MERITZ Securities noted that Korea Electric Power Corporation's first quarter earnings fell short of market expectations (consensus), but net profit improved significantly due to dividends received from subsidiaries. The target price was raised by 17% from the previous 25,750 won to 35,000 won, and the investment opinion was maintained as 'buy.'

A Korea Electric Power Corporation branch in Seoul./Courtesy of News1

KEPCO's consolidated operating profit for the first quarter was 3.75 trillion won, up 15.5% compared to the previous year. However, coal generation decreased by 22%, and the coal utilization rate also fell by 11.5%, leading to results below the consensus of 3.9 trillion won. The increase in the settlement adjustment coefficient also contributed to higher electricity purchase costs than expected.

However, net profit recorded 2.8 trillion won, a 376% surge compared to the previous year. The net profit significantly increased due to dividend revenue of 1.8 trillion won received from subsidiaries. Last year's first quarter dividend revenue remained at around 100 billion won.
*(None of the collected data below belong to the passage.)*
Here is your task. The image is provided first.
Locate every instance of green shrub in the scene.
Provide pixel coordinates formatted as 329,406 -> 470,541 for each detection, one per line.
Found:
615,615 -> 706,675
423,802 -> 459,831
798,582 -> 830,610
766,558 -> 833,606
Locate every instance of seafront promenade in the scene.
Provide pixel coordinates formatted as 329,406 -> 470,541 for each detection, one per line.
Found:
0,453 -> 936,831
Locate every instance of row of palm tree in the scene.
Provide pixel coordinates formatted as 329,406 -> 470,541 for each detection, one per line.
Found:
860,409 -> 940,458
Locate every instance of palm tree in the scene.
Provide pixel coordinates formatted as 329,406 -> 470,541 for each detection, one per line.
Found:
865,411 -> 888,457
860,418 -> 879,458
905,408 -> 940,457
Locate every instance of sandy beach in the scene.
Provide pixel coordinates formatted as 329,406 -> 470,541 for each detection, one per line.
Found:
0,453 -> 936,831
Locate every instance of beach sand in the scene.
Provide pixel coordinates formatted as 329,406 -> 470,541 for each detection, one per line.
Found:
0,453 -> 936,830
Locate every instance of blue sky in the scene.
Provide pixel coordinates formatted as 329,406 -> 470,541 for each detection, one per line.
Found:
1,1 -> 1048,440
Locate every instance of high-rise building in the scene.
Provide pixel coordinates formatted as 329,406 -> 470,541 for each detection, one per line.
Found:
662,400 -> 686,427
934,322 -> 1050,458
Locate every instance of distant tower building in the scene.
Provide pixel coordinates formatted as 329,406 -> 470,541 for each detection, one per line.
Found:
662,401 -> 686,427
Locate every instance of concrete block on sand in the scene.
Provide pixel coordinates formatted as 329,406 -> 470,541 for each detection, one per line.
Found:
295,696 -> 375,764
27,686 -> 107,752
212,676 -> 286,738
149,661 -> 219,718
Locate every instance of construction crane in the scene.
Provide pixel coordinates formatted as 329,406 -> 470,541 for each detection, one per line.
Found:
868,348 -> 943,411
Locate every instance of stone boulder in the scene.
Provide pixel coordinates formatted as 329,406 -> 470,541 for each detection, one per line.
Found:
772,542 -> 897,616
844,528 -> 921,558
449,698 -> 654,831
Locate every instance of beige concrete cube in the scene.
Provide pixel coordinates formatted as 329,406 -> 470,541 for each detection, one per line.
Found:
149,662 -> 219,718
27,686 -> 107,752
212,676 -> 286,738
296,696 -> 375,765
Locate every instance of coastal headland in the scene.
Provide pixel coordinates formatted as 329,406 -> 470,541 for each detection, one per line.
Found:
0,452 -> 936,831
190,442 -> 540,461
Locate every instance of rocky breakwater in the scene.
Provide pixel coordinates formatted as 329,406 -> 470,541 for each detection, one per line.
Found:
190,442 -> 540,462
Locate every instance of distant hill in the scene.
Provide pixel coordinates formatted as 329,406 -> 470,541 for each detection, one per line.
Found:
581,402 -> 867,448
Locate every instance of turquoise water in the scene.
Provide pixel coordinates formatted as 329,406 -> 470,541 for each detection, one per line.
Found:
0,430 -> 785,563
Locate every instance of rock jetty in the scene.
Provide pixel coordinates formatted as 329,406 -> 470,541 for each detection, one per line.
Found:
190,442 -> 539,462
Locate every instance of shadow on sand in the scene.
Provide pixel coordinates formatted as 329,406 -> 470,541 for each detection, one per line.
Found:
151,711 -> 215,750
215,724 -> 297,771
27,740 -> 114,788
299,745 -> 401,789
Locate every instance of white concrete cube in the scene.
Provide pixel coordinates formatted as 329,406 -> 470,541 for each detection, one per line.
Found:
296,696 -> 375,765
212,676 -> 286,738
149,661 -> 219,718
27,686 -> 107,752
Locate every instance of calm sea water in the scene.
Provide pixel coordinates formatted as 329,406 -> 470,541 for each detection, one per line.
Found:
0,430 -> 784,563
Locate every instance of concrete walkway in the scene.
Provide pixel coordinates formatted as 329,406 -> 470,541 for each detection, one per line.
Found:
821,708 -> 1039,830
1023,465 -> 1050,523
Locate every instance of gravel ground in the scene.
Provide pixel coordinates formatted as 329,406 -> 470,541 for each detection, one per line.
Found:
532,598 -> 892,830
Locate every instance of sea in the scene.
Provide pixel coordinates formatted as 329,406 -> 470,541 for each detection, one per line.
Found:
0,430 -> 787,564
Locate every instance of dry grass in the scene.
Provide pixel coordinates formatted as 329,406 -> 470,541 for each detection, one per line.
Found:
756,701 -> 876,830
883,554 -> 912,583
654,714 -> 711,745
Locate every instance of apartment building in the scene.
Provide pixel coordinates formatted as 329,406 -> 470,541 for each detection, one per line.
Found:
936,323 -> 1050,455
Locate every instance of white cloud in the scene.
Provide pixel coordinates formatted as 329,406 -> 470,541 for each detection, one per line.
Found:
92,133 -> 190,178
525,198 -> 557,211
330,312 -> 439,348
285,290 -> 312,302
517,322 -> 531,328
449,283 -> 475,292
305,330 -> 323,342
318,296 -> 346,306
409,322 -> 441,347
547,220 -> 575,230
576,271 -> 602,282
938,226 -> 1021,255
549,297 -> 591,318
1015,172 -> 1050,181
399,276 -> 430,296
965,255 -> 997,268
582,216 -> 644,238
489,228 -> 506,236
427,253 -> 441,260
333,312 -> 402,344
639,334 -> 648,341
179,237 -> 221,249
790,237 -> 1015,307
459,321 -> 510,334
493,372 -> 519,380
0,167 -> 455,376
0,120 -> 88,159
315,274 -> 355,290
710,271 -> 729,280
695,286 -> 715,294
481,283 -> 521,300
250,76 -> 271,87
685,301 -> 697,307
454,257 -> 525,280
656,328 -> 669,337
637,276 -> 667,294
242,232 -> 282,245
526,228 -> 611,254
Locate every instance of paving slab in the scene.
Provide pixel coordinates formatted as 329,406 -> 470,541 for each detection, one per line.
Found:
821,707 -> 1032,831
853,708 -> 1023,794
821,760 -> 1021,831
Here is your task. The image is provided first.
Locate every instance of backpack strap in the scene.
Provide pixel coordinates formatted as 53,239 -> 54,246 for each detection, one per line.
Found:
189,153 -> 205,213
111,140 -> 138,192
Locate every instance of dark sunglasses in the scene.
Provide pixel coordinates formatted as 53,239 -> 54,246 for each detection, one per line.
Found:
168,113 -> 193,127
Mungyeong-won, a researcher at MERITZ Securities, said, "Since dividends are based on separate net profit, this is a positive change," adding, "The completion of the 1st and 2nd phases of the Donghaean-Shingapyeong high-voltage direct current transmission (HVDC) is expected next year, easing transmission constraints."

He also noted, "Assuming KEPCO's dividend payout ratio is 20%, the anticipated dividend per share (DPS) this year is projected to be 1,900 won, with a dividend yield of 7.4%. If the visibility of dividends increases as we move into the second half of the year, a gradual increase in multiples can also be expected."